While fibrates have mixed CVOT data and failed to show a benefit in combination with statins in ACCORD, if the PROMINENT trial of pemafibrate is positive, it could bolster subgroup analyses of ACCORD, suggesting a benefit in patients with high triglycerides and low HDL-C. If the data are strong, it could take substantial share from Vascepa.

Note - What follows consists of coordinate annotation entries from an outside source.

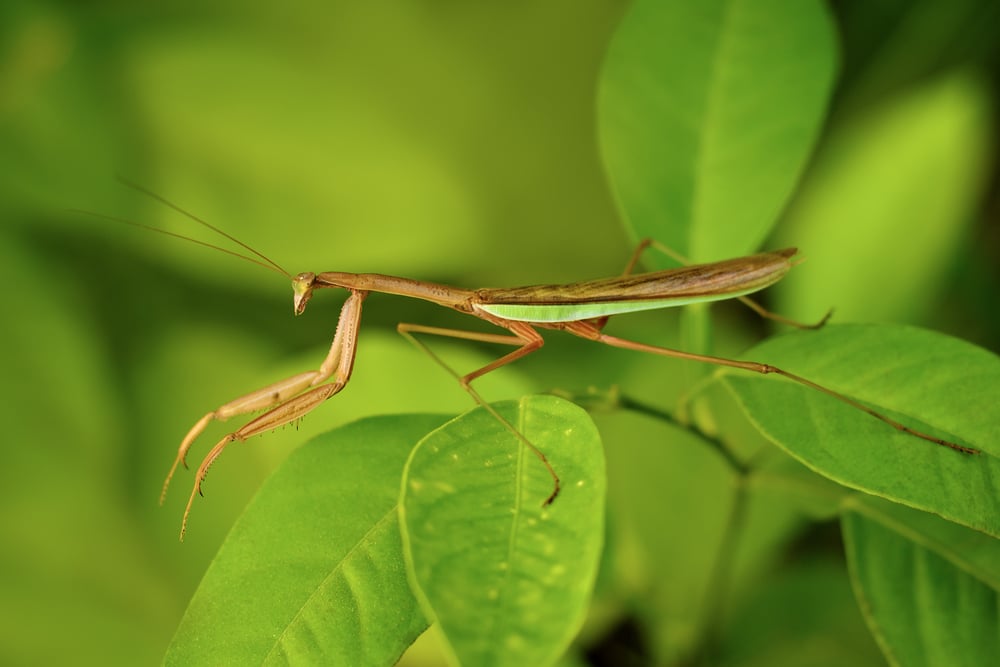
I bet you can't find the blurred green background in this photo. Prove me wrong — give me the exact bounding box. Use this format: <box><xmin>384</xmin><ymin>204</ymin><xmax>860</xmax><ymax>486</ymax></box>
<box><xmin>0</xmin><ymin>0</ymin><xmax>1000</xmax><ymax>664</ymax></box>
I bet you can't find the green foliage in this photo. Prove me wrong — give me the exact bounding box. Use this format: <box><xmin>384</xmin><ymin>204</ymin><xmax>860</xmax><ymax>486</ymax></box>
<box><xmin>0</xmin><ymin>0</ymin><xmax>1000</xmax><ymax>667</ymax></box>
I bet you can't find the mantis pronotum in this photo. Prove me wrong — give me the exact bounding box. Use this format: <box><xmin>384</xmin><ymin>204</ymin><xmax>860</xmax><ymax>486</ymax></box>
<box><xmin>84</xmin><ymin>186</ymin><xmax>978</xmax><ymax>539</ymax></box>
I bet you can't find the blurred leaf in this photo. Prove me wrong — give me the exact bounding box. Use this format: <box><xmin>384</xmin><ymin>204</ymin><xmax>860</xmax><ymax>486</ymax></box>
<box><xmin>775</xmin><ymin>73</ymin><xmax>992</xmax><ymax>322</ymax></box>
<box><xmin>165</xmin><ymin>415</ymin><xmax>445</xmax><ymax>665</ymax></box>
<box><xmin>401</xmin><ymin>396</ymin><xmax>605</xmax><ymax>666</ymax></box>
<box><xmin>712</xmin><ymin>559</ymin><xmax>885</xmax><ymax>667</ymax></box>
<box><xmin>599</xmin><ymin>0</ymin><xmax>836</xmax><ymax>261</ymax></box>
<box><xmin>837</xmin><ymin>0</ymin><xmax>1000</xmax><ymax>113</ymax></box>
<box><xmin>843</xmin><ymin>499</ymin><xmax>1000</xmax><ymax>667</ymax></box>
<box><xmin>600</xmin><ymin>410</ymin><xmax>733</xmax><ymax>664</ymax></box>
<box><xmin>720</xmin><ymin>325</ymin><xmax>1000</xmax><ymax>536</ymax></box>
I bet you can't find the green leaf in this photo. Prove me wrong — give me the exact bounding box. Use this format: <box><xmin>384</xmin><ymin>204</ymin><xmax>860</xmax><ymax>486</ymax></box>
<box><xmin>843</xmin><ymin>498</ymin><xmax>1000</xmax><ymax>667</ymax></box>
<box><xmin>165</xmin><ymin>415</ymin><xmax>445</xmax><ymax>665</ymax></box>
<box><xmin>599</xmin><ymin>0</ymin><xmax>836</xmax><ymax>261</ymax></box>
<box><xmin>720</xmin><ymin>325</ymin><xmax>1000</xmax><ymax>536</ymax></box>
<box><xmin>401</xmin><ymin>396</ymin><xmax>605</xmax><ymax>666</ymax></box>
<box><xmin>776</xmin><ymin>72</ymin><xmax>992</xmax><ymax>322</ymax></box>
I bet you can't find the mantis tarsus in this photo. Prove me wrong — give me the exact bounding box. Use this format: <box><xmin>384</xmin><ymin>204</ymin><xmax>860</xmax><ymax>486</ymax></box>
<box><xmin>90</xmin><ymin>186</ymin><xmax>978</xmax><ymax>539</ymax></box>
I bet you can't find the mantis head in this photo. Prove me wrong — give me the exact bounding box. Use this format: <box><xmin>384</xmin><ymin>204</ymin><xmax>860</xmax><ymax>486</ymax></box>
<box><xmin>292</xmin><ymin>271</ymin><xmax>316</xmax><ymax>315</ymax></box>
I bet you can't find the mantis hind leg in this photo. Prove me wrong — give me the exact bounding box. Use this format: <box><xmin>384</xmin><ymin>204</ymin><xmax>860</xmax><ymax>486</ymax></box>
<box><xmin>396</xmin><ymin>322</ymin><xmax>560</xmax><ymax>507</ymax></box>
<box><xmin>563</xmin><ymin>322</ymin><xmax>979</xmax><ymax>454</ymax></box>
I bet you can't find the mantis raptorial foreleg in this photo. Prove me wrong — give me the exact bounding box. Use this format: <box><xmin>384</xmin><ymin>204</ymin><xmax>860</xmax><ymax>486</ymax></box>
<box><xmin>160</xmin><ymin>291</ymin><xmax>367</xmax><ymax>539</ymax></box>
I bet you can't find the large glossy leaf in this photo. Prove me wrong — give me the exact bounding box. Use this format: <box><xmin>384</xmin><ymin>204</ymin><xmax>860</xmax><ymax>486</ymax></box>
<box><xmin>599</xmin><ymin>0</ymin><xmax>836</xmax><ymax>260</ymax></box>
<box><xmin>843</xmin><ymin>497</ymin><xmax>1000</xmax><ymax>667</ymax></box>
<box><xmin>721</xmin><ymin>325</ymin><xmax>1000</xmax><ymax>536</ymax></box>
<box><xmin>402</xmin><ymin>396</ymin><xmax>605</xmax><ymax>666</ymax></box>
<box><xmin>166</xmin><ymin>415</ymin><xmax>444</xmax><ymax>665</ymax></box>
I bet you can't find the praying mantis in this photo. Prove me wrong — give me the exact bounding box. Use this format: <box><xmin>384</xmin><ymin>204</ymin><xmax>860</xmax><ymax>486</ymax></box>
<box><xmin>100</xmin><ymin>184</ymin><xmax>979</xmax><ymax>540</ymax></box>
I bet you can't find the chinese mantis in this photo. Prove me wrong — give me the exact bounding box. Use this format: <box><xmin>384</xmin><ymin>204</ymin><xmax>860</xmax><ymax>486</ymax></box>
<box><xmin>100</xmin><ymin>184</ymin><xmax>978</xmax><ymax>540</ymax></box>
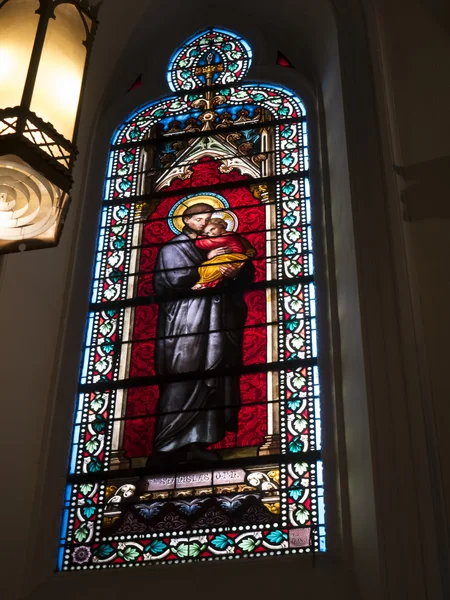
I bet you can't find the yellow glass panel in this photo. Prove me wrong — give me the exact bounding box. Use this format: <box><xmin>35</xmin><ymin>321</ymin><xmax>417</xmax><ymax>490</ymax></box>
<box><xmin>0</xmin><ymin>0</ymin><xmax>39</xmax><ymax>109</ymax></box>
<box><xmin>30</xmin><ymin>4</ymin><xmax>86</xmax><ymax>140</ymax></box>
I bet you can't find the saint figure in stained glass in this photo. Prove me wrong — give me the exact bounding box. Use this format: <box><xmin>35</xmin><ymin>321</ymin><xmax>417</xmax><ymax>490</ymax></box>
<box><xmin>153</xmin><ymin>196</ymin><xmax>254</xmax><ymax>460</ymax></box>
<box><xmin>59</xmin><ymin>28</ymin><xmax>325</xmax><ymax>569</ymax></box>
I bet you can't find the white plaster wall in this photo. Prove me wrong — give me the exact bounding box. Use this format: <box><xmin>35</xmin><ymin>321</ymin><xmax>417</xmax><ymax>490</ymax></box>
<box><xmin>0</xmin><ymin>0</ymin><xmax>450</xmax><ymax>600</ymax></box>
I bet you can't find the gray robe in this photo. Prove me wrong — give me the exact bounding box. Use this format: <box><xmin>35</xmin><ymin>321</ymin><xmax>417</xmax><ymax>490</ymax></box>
<box><xmin>154</xmin><ymin>233</ymin><xmax>254</xmax><ymax>452</ymax></box>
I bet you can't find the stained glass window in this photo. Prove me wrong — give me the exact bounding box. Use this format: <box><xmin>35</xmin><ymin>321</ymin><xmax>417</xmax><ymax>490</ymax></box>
<box><xmin>58</xmin><ymin>28</ymin><xmax>325</xmax><ymax>570</ymax></box>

In the orphan drug segment, anti-ANGPTL3 monoclonal antibody evinacumab is expected to take share from oral Juxtapid in homozygous familial hypercholesterolemia (HoFH) due to safety and tolerability issues with the latter, but will still face some competition from the lower-priced PCSK9 inhibitors in eligible patients, assuming evinacumab has orphan pricing. Evinacumab’s HoFH trial also involved inconvenient IV dosing, but SC dosing is being studied in a Phase II trial in patients with persistent hypercholesterolemia, despite treatment even with PCSK9 inhibitors, and the drug additionally lowers triglycerides, so it could expand to other orphan dyslipidemia indications as well. The antisense drug Waylivra, which targets ApoC-III, may not be approved in the US for familial chylomicronemia syndrome due to safety issues. However, other earlier-stage antisense and RNAi drugs targeting ANGPTL3, ApoC-III, and Apo(a) may avoid these safety issues, and selected drugs have gained large pharma interest, including plans for a CVOT for a broader indication.
Given limited budgets for many patients, there will be indirect competition between drugs targeting LDL-C and those targeting triglycerides, if patients are eligible for both, as well as with diabetes drugs that have CV and renal benefits.
In the US, different specialties and primary care physicians may use dyslipidemia guidelines with varying approaches to lipid targets.
The overall likelihood of approval of a Phase I dyslipidemia asset is 8.7%, and the average probability a drug advances from Phase III is 60.7%. Dyslipidemia drugs, on average, take 7.6 years from Phase I to approval, compared to 10 years in the overall CV space.